Non ci sono dimostrazioni certe dell’esistenza di un «legame pericoloso» tra telefoni cellulari e tumore al cervello. E’ questa la conclusione a cui giunge un vasto studio australiano che ha analizzato i dati di oltre 34mila persone alle quali, tra il 1982 e il 2012, è stata diagnosticata una neoplasia cerebrale.I telefonini erano già stati «assolti per mancanza di prove» nel 2010 da un’ampia indagine condotta dall’Agenzia Internazionale per la Ricerca sul Cancro (lo Iarc di Lione) dell’Organizzazione Mondiale della Sanità, che un anno dopo aveva però fatto un parziale dietrofront, quando un gruppo di 34 esperti al termine di una revisione degli studi sul tema aveva definito i campi elettromagnetici come «possibilmente carcinogeni», concludendo che la radiofrequenze dei telefonini e di altri apparati di comunicazioni wireless «potrebbero causare il cancro negli essere umani».

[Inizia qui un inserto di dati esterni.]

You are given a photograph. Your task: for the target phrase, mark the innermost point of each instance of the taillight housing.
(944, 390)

Lo studio australiano: in 30 anni nessun aumento dei casi di cancro
In questo nuovo studio appena pubblicato sulla rivista Cancer Epidemiology gli scienziati australiani sono andati a verificare se, con l’introduzione dei cellulari iniziata nel Paese nel 1987 (oggi utilizzati da oltre il 94 per cento dei cittadini), fosse cresciuto il numero di persone che si sono ammalate di cancro al cervello. «Basandoci sui dati riportati nei registri nazionali relativi alle diagnosi oncologiche effettuate tra il 1982 e il 2013, abbiamo verificato che in questo arco temporale si sono ammalati di una neoplasia del sistema nervoso oltre 14mila donne e quasi 20mila uomini australiani – scrivono gli autori della ricerca -. Non abbiamo verificato quanto i pazienti abbiano utilizzato il cellulare, ma dai numeri emerge che non c’è stato un incremento dei casi tumori cerebrali, con la sola eccezione della fascia d’età tra i 70 e gli 84 anni. In questo gruppo di pazienti, però, si può ipotizzare che l’aumento sia dovuto a un miglioramento della diagnosi (grazie all’introduzione di nuove tecnologie più efficaci) più che all’uso dei telefonini».